Writing the proposal and having it critically evaluated by my peers was very educational. I had participated in independent research as a high school student and undergraduate, but had not written a project proposal in almost a decade until taking this course. Consequently, my initial effort was found lacking in persuasive qualities and clarity of focus. I am glad to have had the opportunity to revise the project proprosals and resulting papers, and feel confident that I now think more critically about the effectiveness of my writing. While I intend to return to the software development industry after graduation, I know that the ability to express oneself clearly is just as valuable in business as academia.

Why This Was My Favorite Project

This project was fulfilling on a personal level because it was my first complete effort to write a game-playing AI, and it was amazing to see the occasional opponent connect and play against this program as we gathered data for the evaluation. Finally, this project had ramifications for my study beyond the duration of this course because it inspired me to continue studying computer Go and tackle the more ambitious aim of developing a competitive Go agent for my MS Project during the fall 2012 semester.

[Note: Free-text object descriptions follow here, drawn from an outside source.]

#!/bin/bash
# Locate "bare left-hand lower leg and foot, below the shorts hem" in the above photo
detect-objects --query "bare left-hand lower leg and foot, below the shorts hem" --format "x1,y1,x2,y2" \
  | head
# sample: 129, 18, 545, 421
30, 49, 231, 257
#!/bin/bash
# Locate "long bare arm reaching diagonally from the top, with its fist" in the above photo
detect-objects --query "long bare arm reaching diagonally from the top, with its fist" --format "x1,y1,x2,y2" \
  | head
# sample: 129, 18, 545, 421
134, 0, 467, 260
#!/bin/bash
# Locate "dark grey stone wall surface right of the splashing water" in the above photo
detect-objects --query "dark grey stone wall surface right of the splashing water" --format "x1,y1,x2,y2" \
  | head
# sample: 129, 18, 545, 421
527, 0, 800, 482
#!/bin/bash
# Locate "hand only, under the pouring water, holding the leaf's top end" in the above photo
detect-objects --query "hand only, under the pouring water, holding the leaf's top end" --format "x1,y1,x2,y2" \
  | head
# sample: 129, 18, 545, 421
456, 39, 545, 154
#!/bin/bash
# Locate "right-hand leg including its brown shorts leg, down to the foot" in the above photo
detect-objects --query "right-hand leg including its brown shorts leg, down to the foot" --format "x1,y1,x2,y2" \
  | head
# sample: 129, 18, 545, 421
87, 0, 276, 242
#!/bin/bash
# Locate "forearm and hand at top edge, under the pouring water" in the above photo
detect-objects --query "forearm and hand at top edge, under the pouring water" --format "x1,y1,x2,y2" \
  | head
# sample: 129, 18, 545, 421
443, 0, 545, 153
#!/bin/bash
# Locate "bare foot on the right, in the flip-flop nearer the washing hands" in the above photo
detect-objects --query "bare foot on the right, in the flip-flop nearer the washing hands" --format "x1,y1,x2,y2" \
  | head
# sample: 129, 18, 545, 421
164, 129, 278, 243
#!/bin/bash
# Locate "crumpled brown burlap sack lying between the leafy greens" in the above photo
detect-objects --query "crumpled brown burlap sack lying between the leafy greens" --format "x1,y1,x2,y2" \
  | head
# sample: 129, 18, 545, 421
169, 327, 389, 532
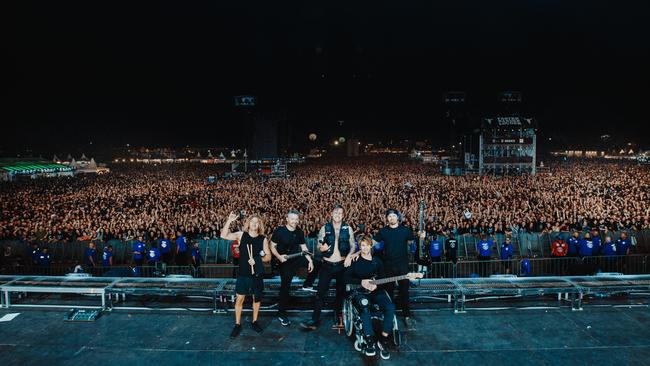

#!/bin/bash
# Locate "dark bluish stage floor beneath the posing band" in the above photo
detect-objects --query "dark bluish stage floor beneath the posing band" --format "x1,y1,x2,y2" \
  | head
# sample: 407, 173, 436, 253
0, 306, 650, 366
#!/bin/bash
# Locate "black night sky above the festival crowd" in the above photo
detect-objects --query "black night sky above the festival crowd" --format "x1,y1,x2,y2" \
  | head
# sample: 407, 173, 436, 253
8, 0, 650, 153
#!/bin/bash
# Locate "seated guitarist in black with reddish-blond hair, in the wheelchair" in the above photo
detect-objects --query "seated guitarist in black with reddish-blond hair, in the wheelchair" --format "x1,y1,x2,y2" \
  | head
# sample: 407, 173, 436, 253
345, 235, 395, 359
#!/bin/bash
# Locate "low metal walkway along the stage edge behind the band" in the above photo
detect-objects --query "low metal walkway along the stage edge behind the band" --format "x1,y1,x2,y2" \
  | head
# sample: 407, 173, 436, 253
0, 273, 650, 313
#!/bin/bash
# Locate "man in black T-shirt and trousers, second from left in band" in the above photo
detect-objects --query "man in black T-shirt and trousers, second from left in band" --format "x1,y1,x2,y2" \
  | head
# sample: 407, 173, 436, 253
270, 210, 314, 327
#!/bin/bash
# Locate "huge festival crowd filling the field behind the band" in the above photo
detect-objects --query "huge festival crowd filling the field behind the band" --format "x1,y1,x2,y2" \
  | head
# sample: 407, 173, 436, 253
0, 158, 650, 249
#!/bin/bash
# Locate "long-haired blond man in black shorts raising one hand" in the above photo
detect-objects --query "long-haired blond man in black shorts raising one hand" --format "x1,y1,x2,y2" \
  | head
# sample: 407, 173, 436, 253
221, 212, 271, 338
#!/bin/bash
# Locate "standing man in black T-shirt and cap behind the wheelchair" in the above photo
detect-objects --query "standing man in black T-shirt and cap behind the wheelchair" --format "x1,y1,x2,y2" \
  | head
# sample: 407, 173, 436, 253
373, 208, 426, 328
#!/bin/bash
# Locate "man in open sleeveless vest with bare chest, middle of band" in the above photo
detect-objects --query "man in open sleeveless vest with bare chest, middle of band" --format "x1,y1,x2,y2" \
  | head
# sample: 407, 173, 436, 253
300, 205, 357, 330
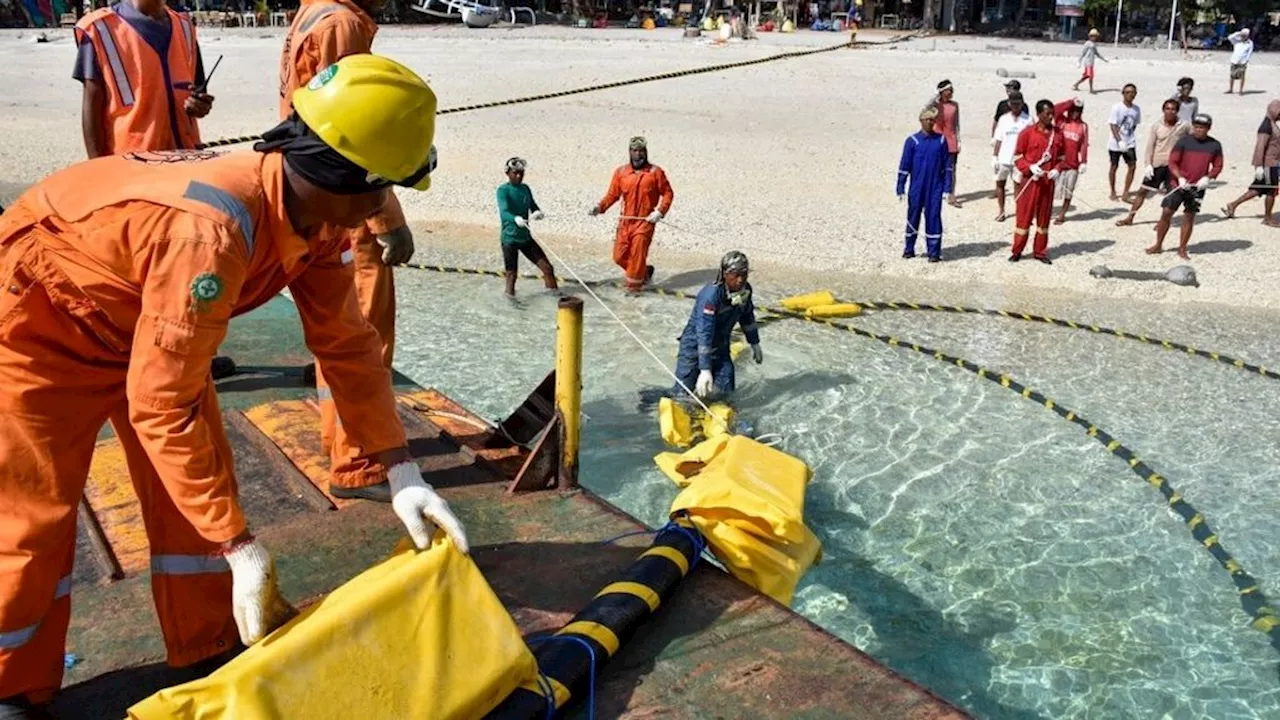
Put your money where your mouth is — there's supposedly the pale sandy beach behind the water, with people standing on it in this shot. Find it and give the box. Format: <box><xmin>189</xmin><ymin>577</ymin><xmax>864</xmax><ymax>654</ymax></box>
<box><xmin>0</xmin><ymin>27</ymin><xmax>1280</xmax><ymax>309</ymax></box>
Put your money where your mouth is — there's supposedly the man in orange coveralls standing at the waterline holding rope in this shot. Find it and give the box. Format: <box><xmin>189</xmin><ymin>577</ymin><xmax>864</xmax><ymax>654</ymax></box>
<box><xmin>590</xmin><ymin>137</ymin><xmax>675</xmax><ymax>292</ymax></box>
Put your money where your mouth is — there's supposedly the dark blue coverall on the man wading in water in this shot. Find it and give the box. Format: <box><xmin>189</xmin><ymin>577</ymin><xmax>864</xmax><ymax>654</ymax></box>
<box><xmin>672</xmin><ymin>283</ymin><xmax>760</xmax><ymax>396</ymax></box>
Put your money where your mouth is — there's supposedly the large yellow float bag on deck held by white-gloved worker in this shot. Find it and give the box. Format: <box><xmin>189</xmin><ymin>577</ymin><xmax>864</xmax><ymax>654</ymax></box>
<box><xmin>129</xmin><ymin>533</ymin><xmax>538</xmax><ymax>720</ymax></box>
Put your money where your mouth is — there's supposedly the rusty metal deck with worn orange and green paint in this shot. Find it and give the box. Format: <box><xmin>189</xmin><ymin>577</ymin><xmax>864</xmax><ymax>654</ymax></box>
<box><xmin>58</xmin><ymin>299</ymin><xmax>965</xmax><ymax>719</ymax></box>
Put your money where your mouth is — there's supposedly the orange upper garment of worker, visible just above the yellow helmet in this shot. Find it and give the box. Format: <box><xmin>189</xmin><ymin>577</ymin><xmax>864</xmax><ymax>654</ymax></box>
<box><xmin>280</xmin><ymin>0</ymin><xmax>378</xmax><ymax>119</ymax></box>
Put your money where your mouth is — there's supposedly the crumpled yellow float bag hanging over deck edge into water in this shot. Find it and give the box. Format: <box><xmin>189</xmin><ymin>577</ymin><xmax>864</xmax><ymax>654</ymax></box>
<box><xmin>654</xmin><ymin>436</ymin><xmax>822</xmax><ymax>605</ymax></box>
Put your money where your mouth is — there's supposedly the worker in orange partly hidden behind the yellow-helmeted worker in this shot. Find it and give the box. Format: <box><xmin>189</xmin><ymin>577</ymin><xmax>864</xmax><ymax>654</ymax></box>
<box><xmin>280</xmin><ymin>0</ymin><xmax>413</xmax><ymax>484</ymax></box>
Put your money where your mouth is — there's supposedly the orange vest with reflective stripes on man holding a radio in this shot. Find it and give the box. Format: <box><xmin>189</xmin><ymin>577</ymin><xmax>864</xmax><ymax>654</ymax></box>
<box><xmin>76</xmin><ymin>8</ymin><xmax>200</xmax><ymax>155</ymax></box>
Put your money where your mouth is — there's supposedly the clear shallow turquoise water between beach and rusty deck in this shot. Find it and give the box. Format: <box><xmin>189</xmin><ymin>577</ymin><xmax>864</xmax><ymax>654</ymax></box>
<box><xmin>397</xmin><ymin>265</ymin><xmax>1280</xmax><ymax>719</ymax></box>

For more information regarding any of the mini-projects for this course, see the complete reports:

Project 1 “Tree Search vs. Monte-Carlo in Go for Small Boards” with Stephen Motter
Project 2 “A Bayesian Approach to Collaborative Dish Selection” with Daniel Kohlsdorf
Project 3 “Predicting Stock Trends Using Natural Language Processing of Headlines” with Rowland O’Flaherty

Final Comments

In the course of completing CS6601 in the Spring of 2012, I

  • was able to master search algorithms beyond those taught in undergraduate courses.
  • gained a greater appreciation of Machine Learning techniques which can help make sense of vast amounts of data “in the cloud”.
  • planned, implemented and presented several software projects on 2-3 week development cycles.

Apart from these concrete results, the continual practice of research-planning-implementation-presentation has enhanced my ability to reason critically and work as part of a team.  As a result, I am now more prepared to complete my graduate studies and apply these lessons in my professional career.